M.C. : Maryse Condé, hélas, est malade et fatiguée. L’élément littéraire devient moins présent. Je rêve beaucoup mais j’écris peu. Il faut que je trouve un moyen de transmettre les rêves sans passer par l’écriture. Peut-être que la prochaine fois que je vous verrai, j’aurai trouvé une solution…

Quels sont ces rêves d’écriture qui vous traversent ?
M.C. : J’ai entendu parler d’une jeune Martiniquaise qui a rêvé toute sa vie de devenir policière. Elle a fait des efforts, des études, elle est venue à Paris. À peine arrivée, elle a été tuée dans les attentats de Charlie Hebdo. Elle s’appelait Clarissa Jean-Philippe. Pour moi, c’est un destin « magnifique ». C’est la preuve que la Guadeloupe et la Martinique sont maintenant dans le courant de la mondialisation. Nous souffrons et nous mourrons non plus des maux que nous connaissons déjà – colonisation, esclavage, etc. – mais parce que, sans nous y attendre, nous sommes mêlés à des conflits qui ne sont pas forcément les nôtres, qui ne nous concernent peutêtre qu’à moitié. Je repense alors à ma grand-mère, Victoire, née à Marie-Galante, et qui n’a pas quitté la Guadeloupe une seule fois de sa vie. Et je vois Clarissa Jean- Philippe, née en Martinique, qui meurt à Paris, accidentellement, dans un conflit de caricatures de prophètes. Il n’y a plus de destin particulier pour nous, les Antillais. Nous sommes ouverts à toutes les catastrophes du monde et nous souffrons de plaies que nous n’avons pas imaginées. C’est un peu effrayant mais peut-être est ce la marche du monde qu’il faut accepter.

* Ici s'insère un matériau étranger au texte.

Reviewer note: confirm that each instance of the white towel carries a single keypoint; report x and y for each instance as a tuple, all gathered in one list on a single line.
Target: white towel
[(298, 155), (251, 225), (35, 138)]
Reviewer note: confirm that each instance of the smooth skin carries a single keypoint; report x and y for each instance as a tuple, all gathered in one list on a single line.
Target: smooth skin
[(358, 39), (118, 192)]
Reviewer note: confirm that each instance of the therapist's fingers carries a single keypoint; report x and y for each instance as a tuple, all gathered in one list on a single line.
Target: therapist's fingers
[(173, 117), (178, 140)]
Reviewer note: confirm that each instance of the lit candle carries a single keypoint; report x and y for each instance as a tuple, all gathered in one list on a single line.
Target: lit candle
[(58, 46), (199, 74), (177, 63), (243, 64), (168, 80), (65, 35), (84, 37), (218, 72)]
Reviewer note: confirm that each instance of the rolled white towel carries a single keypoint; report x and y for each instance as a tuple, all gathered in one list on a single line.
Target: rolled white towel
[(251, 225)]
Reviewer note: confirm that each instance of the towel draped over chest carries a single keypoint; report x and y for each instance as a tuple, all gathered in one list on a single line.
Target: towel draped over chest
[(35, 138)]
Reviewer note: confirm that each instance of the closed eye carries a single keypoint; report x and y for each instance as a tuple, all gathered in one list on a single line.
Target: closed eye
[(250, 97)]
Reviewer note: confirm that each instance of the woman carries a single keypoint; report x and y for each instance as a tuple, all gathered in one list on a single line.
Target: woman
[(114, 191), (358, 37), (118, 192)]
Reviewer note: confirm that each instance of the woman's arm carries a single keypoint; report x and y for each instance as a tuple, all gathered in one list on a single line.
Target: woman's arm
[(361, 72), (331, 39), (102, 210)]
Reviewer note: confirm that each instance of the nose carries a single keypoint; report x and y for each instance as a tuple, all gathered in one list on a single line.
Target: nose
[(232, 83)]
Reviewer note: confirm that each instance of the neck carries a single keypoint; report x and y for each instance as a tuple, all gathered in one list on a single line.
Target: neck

Dans Mets et merveilles vous écrivez : « D’où me venait cette image d’écrivaine rebelle, nomade, inconvenante ? […] J’exposais seulement ma vérité. Mais peut-être c’est cela être rebelle ? Dire sa vérité envers et contre tout »
M.C. : Pour moi, le mot rebelle désigne simplement quelqu’un qui veut être entendu selon ses propres termes, qui ne répète pas les mots à la mode, les mots approuvés, les mots appréciés, quelqu’un qui veut être soi-même. Dès lors, on vous qualifie de rebelle. Alors que vous cherchez seulement à vous exprimer de façon satisfaisante. Suis-je une rebelle ? Je ne sais pas.

1 La vie sans fards, Maryse Condé, Éd. Jean-Claude Lattès, 2012.
2 Le Théâtre et son double est une série d’essais écrit par Antonin Artaud et publiée en 1938.
3 Ségou décrit le lent suicide de l’empire bambara ayant Ségou pour
capitale, sur deux siècles allant de la période esclavagiste (XV IIIe siècle) jusqu’à l’arrivée des troupes coloniales françaises (fin du XIXe).